Maeve glares. “Not if I have anything to say about it. Help me.”

But... I can’t. Fear is a live thing inside me, expanding to fill my skin to the brim. I thought I knew its shape before now—I cut my teeth on the sensation in the pit of my stomach and the way my mouth goes dry and my thoughts numb. This is different. That was a trickle of sensation. This is a tsunami.

Maybe it truly is a tsunami in the most literal sense.

Rain lashes my face. Too cold. Too strong. Too much. “I can’t,” I barely manage to say.

Maeve looks like she’s about to curse me, but then she really seems to see me. Her brows draw together, and she lets go of the rudder long enough to take the few short steps needed to crouch next to me. “Lizzie, look at me.”

“I am looking at you.”

“No, look at me.” She takes my face in her hands, her grip too tight with panic. “I need you.

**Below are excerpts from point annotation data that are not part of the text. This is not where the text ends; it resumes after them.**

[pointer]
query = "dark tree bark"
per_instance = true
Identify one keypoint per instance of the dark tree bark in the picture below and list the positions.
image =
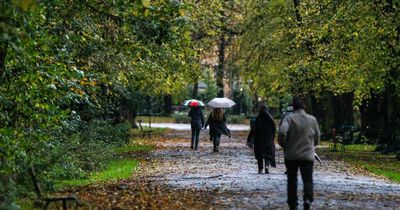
(323, 110)
(168, 104)
(195, 93)
(343, 106)
(3, 54)
(371, 120)
(221, 66)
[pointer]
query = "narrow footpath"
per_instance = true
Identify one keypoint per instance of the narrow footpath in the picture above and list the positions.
(232, 176)
(177, 177)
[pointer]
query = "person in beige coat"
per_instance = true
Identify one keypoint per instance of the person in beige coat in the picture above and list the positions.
(298, 135)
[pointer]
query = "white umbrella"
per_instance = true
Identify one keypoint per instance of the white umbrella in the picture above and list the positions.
(221, 103)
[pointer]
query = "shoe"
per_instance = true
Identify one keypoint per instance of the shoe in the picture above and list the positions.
(307, 204)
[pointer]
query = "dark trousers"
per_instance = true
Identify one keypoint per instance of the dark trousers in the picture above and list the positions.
(216, 139)
(195, 138)
(261, 162)
(306, 170)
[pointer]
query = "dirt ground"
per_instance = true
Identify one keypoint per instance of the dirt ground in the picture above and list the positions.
(232, 175)
(177, 177)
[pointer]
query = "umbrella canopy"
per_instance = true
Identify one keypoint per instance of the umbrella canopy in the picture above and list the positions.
(193, 103)
(221, 103)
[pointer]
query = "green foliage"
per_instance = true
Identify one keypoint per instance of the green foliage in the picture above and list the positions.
(181, 117)
(364, 157)
(117, 169)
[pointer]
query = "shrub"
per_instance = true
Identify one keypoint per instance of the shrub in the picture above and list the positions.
(181, 117)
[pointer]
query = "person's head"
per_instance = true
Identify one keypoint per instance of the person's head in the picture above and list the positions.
(264, 109)
(218, 113)
(298, 103)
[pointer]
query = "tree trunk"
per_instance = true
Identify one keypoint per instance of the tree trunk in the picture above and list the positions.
(195, 93)
(371, 120)
(323, 110)
(3, 53)
(343, 107)
(168, 104)
(221, 66)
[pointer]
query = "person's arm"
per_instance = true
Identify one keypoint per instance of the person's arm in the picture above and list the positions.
(202, 118)
(208, 122)
(190, 113)
(282, 134)
(317, 133)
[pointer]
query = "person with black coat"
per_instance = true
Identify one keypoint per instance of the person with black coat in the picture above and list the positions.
(262, 133)
(217, 120)
(196, 123)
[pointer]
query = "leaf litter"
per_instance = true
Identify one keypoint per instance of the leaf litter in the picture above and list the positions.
(177, 177)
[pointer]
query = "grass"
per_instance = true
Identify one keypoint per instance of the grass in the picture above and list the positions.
(117, 169)
(120, 168)
(364, 156)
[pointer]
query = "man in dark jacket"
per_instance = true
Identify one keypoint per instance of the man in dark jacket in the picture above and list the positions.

I understand that you’re afraid. I am, too. But I can’t do this alone. Please, Lizzie. Strap down our supplies.”

Her words barely beat my fear away long enough for me to draw a shuddering breath. Maeve needs me. She’s practically begging me. I’ve fought hundreds of enemies—thousands, even—without balking. What is this storm but another enemy?

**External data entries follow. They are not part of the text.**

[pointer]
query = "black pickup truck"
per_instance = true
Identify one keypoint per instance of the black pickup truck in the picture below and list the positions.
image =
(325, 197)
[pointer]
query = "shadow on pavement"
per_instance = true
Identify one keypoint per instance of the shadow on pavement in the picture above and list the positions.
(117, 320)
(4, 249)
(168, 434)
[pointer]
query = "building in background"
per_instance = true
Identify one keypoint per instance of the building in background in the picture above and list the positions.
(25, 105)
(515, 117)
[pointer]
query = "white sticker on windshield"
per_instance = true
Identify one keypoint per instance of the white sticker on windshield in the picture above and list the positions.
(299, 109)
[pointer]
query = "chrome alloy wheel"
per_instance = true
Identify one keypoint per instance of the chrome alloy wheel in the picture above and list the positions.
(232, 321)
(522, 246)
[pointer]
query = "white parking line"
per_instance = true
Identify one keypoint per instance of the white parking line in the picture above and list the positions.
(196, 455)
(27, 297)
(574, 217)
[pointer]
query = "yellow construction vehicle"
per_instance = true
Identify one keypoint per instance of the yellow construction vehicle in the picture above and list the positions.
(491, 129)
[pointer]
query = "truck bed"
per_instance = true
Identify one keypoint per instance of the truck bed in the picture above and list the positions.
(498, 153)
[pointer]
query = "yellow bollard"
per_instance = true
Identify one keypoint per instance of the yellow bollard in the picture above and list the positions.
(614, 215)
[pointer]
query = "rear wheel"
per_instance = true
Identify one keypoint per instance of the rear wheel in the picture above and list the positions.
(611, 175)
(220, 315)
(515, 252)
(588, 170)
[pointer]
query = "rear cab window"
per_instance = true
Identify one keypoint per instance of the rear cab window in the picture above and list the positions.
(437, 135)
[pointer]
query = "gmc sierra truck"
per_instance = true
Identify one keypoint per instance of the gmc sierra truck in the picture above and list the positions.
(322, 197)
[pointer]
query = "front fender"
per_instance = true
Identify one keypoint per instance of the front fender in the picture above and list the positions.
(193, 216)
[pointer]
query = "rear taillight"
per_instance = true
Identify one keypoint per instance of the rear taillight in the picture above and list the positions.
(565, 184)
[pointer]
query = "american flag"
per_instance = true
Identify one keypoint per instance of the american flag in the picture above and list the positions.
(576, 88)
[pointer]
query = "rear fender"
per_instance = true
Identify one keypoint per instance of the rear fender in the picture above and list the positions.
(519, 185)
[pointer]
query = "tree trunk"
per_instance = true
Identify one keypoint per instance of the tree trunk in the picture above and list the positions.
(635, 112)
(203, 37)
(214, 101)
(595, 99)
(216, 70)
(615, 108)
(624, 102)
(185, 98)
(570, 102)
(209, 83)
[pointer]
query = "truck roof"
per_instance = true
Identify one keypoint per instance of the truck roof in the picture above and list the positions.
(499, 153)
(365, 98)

The logic is flimsy enough to be laughable, but my muscles unlock enough for me to nod. “Okay. I’ll strap down the supplies.” Somehow.

It still takes me two tries to get moving. The boat felt small to begin with, but it’s pathetically tiny now that it’s rocking violently back and forth with rain pattering the floorboards. There’s some rope tucked away in the corner of the little enclosure, and I wrestle it over the crate and pack, doing my best to fasten them in place. We are only a day away from Khollu, maybe two, based on Maeve’s estimates. But she can’t last that long without fresh water, even if she theoretically could without food.

No, we are not losing a single damn supply. Not on my watch.

It takes forever and far too little time to finish my task. I turn to find that Maeve has rolled the sail down and lashed it in place. There’s an inch of water at our feet. We look at each other across the short distance, and for the first time, I see fear on her face. True fear.

Strange that this quells my own. That’s something to examine later—if we survive this nightmare.

She has to yell to be heard over the screaming wind. “If too much water comes aboard, we’ll sink.”

There is a single small bucket rattling around. I snatch it up before she has a chance to. If I stop moving, fear will take hold again. “I got it.”

“Lizzie—”

“I got it.”

She looks like she’s about to argue but finally nods. “We can’t lash ourselves to the ship. If it tips or breaks apart, we need to be able to swim and not be dragged down in the wreckage.”

I stare at her too long. “If it... breaks apart.” For some reason, that outcome had never occurred to me. Tipping, sure. Sinking, of course. But being ripped apart? I shudder and grip the bucket hard enough that I feel it creak in my hands.